I’m slightly back on my ‘fun facts about servants‘ kick, since I’m reading another book I picked up at the same time as Frank Victor Dawes’s Not in Front of the Servants, which I blogged the ever-loving-hellfire out of a few weeks ago.
This book is called What the Butler Saw by E.S. Turner (1962), and although it has some interesting stories in it, it’s not quite as rigorously academic as I would like. There is most definitely an undercurrent of, “Servants didn’t have it so bad. You just can’t get good help anymore.”
Anyway, one figure to appear in Turner’s book (and a figure I have never heard of before) is the ‘running footman‘. This is probably because I work mostly with the nineteenth century, and running footmen had all but died out by then.
A running footman is exactly what you think it is: a footman who runs. EVERYWHERE. You need a message delivered 20 miles away? I’ll be back tomorrow. *zoom*” “You want someone to announce your arrival at an estate you’re going to visit? I’ll run alongside your carriage and then sprint when we get close, so they have warning. *zoom*”
Turner writes, “More strenuous, much more strenuous, was the lot of the running footman, who had two roles: one, as a messenger with urgent dispatches; two, as a species of herald in front of his master’s carriage. This fleet-footed servant took enormous pride in his calling, but it was a dying one, rendered superfluous by steady improvements in highways and communications; and by the end of the [eighteenth] century only old-fashioned noblemen retained servants of this type.
“The sort of emergency in which the running footman excelled is illustrated in a story of the Duke of Lauderdale [….] In his castle at Thirlstane, near Lauder, the Duke was informed, as his table was being laid for dinner, that there was a shortage of plate. He therefore sent a running footman over the Lammermuir Hills to his other castle at Lethington, near Haddington, fifteen miles away to fetch some additional articles, and the mission was completed in time for dinner.
“An Earl of Home one evening ordered a running footman to set off at once from his Berwickshire castle to Edinburgh on important business. On going downstairs next morning the Earl found the man asleep in the hall and was about to chastise him for disobedience when the man explained that he had already been there and back, a matter of thirty-five miles each way.
“The writer John O’Keeffe says of a running footman he saw in his youth in Ireland:
“‘He looked so agile, and seemed all air like a Mercury; he never minded roads but took the short cut, and by the help of his pole, absolutely seemed to fly over hedge, ditch and small river.’
I never thought an eighteenth-century aristocrat might need to verify a potential employee’s pole vaulting skills, but there you go.
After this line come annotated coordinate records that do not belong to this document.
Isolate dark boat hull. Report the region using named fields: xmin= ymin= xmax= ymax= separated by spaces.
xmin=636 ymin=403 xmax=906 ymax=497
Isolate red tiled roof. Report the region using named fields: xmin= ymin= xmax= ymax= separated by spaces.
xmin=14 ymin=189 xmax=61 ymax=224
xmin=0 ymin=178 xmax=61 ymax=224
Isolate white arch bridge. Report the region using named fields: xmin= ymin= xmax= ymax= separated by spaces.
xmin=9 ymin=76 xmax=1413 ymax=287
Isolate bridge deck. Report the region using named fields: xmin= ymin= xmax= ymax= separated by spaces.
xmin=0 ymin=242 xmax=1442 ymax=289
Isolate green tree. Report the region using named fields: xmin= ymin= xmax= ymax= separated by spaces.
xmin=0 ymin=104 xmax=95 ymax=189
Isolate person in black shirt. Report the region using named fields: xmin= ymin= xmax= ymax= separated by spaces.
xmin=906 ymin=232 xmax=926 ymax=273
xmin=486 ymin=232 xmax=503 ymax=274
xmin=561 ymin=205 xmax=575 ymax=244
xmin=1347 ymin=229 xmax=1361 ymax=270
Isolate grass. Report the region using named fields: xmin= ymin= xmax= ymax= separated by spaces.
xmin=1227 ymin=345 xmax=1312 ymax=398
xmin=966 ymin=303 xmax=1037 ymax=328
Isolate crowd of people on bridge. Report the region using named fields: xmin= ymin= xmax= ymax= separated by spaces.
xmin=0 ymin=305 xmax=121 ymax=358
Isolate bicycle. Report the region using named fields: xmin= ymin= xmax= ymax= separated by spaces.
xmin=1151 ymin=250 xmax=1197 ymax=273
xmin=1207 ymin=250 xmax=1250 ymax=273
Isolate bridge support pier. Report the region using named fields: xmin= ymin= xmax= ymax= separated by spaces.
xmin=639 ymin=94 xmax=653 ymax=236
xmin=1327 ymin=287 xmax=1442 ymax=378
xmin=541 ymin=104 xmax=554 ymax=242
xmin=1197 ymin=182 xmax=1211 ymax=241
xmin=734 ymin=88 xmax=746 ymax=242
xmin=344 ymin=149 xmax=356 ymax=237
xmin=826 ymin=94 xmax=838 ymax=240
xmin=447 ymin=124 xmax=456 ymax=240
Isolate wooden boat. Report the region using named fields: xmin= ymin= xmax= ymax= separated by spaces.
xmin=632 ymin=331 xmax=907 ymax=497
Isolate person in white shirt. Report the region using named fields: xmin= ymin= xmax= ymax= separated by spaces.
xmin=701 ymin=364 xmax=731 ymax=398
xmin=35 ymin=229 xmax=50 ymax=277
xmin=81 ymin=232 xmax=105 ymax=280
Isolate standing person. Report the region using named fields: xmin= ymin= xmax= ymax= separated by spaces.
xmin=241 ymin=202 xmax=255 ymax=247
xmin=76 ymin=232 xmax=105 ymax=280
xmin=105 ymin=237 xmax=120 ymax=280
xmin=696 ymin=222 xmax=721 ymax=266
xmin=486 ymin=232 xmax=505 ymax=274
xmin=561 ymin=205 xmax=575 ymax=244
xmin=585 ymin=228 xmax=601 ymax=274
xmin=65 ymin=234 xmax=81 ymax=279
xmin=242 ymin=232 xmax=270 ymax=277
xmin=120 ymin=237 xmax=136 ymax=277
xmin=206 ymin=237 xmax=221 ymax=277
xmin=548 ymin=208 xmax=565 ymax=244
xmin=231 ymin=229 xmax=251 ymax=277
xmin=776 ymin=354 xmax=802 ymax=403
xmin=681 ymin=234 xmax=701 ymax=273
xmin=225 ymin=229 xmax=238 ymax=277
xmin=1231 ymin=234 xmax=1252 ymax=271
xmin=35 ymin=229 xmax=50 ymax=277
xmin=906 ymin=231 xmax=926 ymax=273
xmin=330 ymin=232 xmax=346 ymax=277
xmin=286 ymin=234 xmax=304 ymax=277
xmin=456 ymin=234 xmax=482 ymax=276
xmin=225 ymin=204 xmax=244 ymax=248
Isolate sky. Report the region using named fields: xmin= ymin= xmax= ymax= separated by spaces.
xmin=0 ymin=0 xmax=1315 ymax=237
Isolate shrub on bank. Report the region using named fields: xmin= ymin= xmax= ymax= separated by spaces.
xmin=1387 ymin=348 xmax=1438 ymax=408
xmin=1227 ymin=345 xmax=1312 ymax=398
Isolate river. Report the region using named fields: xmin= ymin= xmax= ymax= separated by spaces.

“The running footman who preceded his master’s carriage did so primarily to let people know that a great man was coming, though in theory his function was to assist in the equipage over rough or muddy ground. Usually he wore a jockey-style parti-coloured livery with white linen trousers and carried a long ornamental staff, in the head of which might be housed a hard-boiled egg and a small quantity of wine. [What, that’s it? Not also a five-course meal and some cocaine to keep his energy up???] If he needed a respite he would signal with his staff to the coachman, but this was rarely necessary. The running footman on carriage duty was prepared to cover sixty miles and more in a day, at an average of six to seven miles an hour.
“In London the fourth Duke of Queensberry (‘Old Q’) continued to employ running footmen until his death in 1810. He would try out applicants in Piccadilly, lending them his livery for the occasion, and then stand watch in hand on his balcony to time their performance. There is a story that he said to one candidate: ‘You will do very well for me.’ The reply was, ‘And your livery will do very well for me,’ with which the runner bolted.” (30-32). Presumably to sell the livery or to commit acts in the Duke’s name (since the livery would be recognized) and therefore be able to get away with not paying for things. “Add it to his Grace’s bill!” That sort of thing.